Another recent BLS number shows the problem: In 2014, average earnings rose only by 1.7 percent, or about enough to keep up with inflation (and in December, wages actually fell a little). Until there’s more progress on wage growth, anemic wages are going to act as a drag on certain real estate sectors: multi-family rents, for instance, which have done terrifically in recent years, probably have only so much more runway without an increases in renters’ wages.
Why aren’t wages rising? Economists’ opinions on the matter vary (if you put all the world’s economists together end-to-end, they wouldn’t reach a conclusion). One idea is that the current unemployment rate isn’t low enough to put upward pressure on wages – 5.4 percent is swell, but that’s only the highline number. A lot of other non-working people aren’t counted in that number, which the BLS calls U-3. The much higher U-6, which counts everyone who doesn’t have a job, or has a part-time job they don’t want, is arguably a more accurate predictor of upward wage pressure. The U-6 has gotten better in recent years, but it’s still pretty high at 11.2 percent.
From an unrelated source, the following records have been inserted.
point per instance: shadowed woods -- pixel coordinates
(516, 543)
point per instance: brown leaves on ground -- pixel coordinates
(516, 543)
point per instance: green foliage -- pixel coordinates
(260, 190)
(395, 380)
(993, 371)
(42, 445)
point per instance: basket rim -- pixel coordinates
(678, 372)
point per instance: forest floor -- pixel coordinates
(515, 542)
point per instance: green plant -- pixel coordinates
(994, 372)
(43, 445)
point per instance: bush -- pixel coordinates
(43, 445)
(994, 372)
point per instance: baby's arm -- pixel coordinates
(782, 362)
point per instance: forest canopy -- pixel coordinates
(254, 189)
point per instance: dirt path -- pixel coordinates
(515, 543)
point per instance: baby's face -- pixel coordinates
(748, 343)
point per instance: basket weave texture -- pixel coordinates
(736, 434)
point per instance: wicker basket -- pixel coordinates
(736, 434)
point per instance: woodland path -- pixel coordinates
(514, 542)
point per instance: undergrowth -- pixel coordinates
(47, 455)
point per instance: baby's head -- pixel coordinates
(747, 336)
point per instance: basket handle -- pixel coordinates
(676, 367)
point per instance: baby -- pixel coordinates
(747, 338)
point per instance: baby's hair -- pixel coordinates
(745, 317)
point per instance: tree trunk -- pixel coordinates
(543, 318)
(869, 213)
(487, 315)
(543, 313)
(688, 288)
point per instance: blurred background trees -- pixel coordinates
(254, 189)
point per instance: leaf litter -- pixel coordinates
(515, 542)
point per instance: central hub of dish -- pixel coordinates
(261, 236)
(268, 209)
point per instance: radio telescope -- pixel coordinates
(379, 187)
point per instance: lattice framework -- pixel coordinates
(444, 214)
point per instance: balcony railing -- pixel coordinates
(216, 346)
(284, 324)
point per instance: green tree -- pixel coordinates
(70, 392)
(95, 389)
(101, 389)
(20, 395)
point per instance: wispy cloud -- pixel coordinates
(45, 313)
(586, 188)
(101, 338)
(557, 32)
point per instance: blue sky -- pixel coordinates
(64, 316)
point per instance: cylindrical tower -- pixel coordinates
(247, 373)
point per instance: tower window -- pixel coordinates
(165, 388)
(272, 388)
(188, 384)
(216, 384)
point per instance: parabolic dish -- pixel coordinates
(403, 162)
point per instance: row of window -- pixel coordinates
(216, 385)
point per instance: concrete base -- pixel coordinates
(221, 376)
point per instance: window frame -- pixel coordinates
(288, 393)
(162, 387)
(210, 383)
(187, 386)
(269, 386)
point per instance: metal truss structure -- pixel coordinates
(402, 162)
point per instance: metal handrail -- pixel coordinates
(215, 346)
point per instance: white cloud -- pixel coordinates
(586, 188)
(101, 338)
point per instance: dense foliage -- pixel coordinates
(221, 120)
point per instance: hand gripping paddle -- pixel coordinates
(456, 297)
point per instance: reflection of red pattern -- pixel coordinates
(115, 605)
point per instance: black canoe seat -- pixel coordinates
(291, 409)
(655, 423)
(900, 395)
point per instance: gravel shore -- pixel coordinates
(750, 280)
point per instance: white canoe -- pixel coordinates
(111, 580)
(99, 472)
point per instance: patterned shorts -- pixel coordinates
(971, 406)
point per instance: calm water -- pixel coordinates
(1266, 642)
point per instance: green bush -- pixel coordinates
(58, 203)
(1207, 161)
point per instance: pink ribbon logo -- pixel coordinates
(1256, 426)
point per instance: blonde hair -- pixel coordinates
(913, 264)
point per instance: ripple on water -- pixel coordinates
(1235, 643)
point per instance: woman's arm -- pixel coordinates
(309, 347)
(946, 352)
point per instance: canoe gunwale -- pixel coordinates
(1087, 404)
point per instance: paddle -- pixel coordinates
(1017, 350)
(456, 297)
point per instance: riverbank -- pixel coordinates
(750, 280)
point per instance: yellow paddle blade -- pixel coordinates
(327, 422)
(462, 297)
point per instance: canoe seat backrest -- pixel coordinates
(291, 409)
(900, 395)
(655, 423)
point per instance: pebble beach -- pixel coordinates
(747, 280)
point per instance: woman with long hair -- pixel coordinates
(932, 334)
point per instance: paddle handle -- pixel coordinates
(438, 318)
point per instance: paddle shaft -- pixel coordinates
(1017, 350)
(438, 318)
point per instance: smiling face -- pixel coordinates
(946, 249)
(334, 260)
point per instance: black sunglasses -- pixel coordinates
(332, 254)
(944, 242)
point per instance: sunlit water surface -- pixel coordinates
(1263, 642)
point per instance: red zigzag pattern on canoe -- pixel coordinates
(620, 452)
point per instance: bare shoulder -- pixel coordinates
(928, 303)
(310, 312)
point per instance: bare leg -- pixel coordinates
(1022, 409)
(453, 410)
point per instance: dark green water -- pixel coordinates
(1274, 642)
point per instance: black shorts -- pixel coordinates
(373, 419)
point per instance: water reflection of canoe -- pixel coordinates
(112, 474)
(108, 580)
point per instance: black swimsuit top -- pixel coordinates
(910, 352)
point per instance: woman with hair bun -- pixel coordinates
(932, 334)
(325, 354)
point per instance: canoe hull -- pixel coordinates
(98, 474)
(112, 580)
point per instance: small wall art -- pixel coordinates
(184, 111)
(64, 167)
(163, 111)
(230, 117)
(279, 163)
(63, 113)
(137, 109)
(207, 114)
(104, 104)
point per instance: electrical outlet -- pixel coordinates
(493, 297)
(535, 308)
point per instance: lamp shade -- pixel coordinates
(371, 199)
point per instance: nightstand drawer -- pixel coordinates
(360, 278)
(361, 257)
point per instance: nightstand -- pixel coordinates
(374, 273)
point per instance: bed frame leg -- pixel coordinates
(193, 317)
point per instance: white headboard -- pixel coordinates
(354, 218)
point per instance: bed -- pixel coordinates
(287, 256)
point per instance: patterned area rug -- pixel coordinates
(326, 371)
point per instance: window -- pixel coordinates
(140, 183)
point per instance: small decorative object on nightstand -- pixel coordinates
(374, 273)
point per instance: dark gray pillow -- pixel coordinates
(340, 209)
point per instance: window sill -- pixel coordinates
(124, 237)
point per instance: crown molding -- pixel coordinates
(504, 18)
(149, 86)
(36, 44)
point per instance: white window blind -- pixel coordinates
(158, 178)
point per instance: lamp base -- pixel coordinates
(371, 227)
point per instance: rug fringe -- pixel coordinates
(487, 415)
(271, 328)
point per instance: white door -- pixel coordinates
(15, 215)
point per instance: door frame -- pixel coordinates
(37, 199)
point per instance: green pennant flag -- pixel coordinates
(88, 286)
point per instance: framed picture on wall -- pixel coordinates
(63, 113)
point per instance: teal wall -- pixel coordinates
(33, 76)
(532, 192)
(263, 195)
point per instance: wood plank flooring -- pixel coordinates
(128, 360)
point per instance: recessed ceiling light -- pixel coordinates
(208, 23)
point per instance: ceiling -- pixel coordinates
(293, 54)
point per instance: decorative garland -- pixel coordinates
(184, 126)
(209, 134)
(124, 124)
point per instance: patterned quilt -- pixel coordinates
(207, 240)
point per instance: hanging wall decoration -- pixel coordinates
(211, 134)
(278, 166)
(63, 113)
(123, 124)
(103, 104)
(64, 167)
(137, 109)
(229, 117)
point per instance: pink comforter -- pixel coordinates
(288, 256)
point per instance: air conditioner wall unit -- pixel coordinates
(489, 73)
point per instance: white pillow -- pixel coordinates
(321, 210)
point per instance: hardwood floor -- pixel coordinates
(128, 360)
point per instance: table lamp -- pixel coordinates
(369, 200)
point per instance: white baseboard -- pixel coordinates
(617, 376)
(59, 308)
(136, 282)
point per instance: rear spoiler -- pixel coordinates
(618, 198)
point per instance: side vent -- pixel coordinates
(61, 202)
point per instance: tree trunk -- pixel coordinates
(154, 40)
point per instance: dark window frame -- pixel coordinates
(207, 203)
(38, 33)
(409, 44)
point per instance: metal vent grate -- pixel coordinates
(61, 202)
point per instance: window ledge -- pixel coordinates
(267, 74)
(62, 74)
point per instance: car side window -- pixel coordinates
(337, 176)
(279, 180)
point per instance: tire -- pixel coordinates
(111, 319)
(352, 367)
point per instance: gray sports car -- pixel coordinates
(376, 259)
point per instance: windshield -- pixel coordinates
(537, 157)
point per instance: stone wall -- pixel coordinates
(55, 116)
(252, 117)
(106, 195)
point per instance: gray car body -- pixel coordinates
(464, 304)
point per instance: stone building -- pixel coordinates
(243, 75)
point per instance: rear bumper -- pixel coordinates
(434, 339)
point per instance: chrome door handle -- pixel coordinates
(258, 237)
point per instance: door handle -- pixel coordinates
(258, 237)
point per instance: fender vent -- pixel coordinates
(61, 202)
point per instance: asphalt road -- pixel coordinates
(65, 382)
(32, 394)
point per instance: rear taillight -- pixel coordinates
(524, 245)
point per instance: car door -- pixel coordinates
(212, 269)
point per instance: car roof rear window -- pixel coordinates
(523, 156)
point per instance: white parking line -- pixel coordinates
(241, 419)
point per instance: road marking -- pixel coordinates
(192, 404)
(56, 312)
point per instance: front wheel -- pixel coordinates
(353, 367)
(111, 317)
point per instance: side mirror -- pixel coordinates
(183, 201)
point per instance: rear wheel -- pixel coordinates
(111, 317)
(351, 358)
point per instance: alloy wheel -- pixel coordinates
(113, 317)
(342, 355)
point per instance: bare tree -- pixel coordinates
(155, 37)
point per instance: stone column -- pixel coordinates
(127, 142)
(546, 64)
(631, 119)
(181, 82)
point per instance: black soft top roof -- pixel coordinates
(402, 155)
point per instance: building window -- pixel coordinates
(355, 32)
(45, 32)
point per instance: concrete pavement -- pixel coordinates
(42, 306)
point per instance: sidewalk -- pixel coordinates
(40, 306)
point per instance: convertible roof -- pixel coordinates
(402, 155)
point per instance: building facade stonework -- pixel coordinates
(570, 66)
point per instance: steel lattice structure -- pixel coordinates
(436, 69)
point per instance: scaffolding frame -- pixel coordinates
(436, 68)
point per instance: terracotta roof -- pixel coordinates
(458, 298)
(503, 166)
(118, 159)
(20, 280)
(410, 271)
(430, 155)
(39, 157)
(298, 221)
A less charitable interpretation of wage stagnation is that it’s part of a much longer pattern of ownership feasting on labor’s productivity gains of the last 35 years or so. After all, U.S. worker productivity is up 65 percent since 1979, wages only 8 percent in real terms. Someone’s pocketing the difference.
In a related note, the following is a bit good bit of news regarding household economics: the Fed reports that the U.S. household debt service ratio – how much of a household’s income goes to paying debt, in other words – was very low in the third quarter of 2014 at 9.98 percent. A little less than half of that total goes to service mortgage debt, a little more than half to serve other kinds of debt. The figure’s important because it shows a rational reaction (among a very large number of people) to the reality of wage stagnation. Back just before the recession, the debt service ratio was more than 13 percent, much of that representing large mortgages that turned out to be unsustainably large. That much debt helped make a bad recession much worse.